Beşinci hakikat: Zaman-ı sabıkta revâbıt-ı içtimâ ve levazım-ı taayyüş ve fevaid-i medeniyet o kadar tekessür ve teşaub etmediğinden, bazı kalil adamların fikri, devletin idaresine yarı kâfi gibi idi. Amma bu zamanda revabıt-ı içtima o kadar tekessür etmiş ve levazım-ı taayyüş o derece taaddüt etmiş ve semerat-ı medeniyet o kadar tefennün etmiş ki, ancak yalnız kalb-i millet hükmünde olan meclis-i meb'usan ve fikr-i ümmet makamında olan meşveret-i şer'î ve seyf ve kuvvet-i medeniyet menzilinde bulunan hürriyet-i efkâr o devleti taşıyabilir ve idare ve terbiye edebilir. Bu hakikate misâl, eski hükûmet-i müstebide, yeni hükûmet-i meşrutadır.

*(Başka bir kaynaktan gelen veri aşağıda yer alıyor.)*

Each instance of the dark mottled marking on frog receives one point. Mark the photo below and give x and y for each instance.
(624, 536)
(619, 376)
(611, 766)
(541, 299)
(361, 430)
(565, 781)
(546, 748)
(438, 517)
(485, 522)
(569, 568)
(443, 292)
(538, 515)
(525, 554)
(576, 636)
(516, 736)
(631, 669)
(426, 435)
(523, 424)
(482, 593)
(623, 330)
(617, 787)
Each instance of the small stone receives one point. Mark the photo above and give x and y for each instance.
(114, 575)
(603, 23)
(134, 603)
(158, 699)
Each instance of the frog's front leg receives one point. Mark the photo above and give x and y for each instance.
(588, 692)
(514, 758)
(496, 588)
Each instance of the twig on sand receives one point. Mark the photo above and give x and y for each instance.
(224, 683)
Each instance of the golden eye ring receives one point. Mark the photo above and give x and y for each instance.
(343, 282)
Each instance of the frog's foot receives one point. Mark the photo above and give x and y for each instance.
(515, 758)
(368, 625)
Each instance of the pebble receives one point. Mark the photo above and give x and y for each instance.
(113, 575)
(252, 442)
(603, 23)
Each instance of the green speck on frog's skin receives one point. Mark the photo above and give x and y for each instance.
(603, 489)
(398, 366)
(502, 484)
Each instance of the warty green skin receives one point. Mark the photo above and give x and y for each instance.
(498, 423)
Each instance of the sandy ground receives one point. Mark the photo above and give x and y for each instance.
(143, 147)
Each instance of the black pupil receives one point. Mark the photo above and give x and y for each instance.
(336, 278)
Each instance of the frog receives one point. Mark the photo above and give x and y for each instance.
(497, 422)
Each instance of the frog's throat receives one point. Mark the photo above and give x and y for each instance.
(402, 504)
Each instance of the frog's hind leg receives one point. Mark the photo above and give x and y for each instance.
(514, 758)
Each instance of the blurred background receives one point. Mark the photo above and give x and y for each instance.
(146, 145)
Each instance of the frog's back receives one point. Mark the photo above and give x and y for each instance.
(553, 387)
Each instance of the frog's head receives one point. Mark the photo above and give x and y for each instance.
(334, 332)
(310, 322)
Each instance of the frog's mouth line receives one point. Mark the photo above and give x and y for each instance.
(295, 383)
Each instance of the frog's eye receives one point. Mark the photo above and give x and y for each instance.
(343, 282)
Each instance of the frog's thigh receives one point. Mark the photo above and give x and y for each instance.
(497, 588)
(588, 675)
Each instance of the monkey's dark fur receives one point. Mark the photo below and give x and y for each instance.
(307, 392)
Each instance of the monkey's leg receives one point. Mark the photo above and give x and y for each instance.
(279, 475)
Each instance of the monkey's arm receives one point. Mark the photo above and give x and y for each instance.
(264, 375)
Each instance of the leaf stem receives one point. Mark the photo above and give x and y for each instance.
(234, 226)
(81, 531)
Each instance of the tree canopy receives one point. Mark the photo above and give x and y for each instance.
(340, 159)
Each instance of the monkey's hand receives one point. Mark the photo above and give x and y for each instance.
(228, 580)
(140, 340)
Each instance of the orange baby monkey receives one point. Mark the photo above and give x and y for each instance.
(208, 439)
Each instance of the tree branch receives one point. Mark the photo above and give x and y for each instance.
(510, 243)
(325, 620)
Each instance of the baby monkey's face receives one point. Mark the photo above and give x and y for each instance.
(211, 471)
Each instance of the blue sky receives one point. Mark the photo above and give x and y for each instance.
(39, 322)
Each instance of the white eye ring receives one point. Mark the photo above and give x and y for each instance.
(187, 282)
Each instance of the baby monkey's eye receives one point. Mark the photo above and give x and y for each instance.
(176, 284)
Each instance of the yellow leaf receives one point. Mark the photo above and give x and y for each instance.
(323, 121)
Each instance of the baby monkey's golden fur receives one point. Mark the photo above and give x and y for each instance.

Üçüncü Hakikatin bana verdiği vazife ile ve hürriyetin fermân-ı mezuniyetiyle, üç şey ihtar ediyorum.
Birincisi: Bir cisim birden zerrattan tahallül ve yeni zerrattan teşekkül eylemesi muhal olacağından, cism-i devletin birden memurîni ref' ve yenilerini ikame eylemesi, muhal olmasa da, müteazzirdir. Binaenaleyh, istidad-ı habis ve kabil-i ıslâh olmayan adamları zaten cism-i devlet def-i tabiî ile ifraz edecektir. Amma kabil-i ıslah olanlar, zaten güneş garptan tulû etmediğinden, tevbenin kapısı açıktır. Bunların tecrübelerinden istifade etmeli. Bunların yerini dolduracak, kırk sene lâzım. Yoksa, umumu aleyhinde itâle-i lisân ve terzil etmek, bu şanlı olan ittihad-ı milleti–bozulmuş bazı efkâr ve ahlâklarına binaen–bir hastalığa hedef edecektir.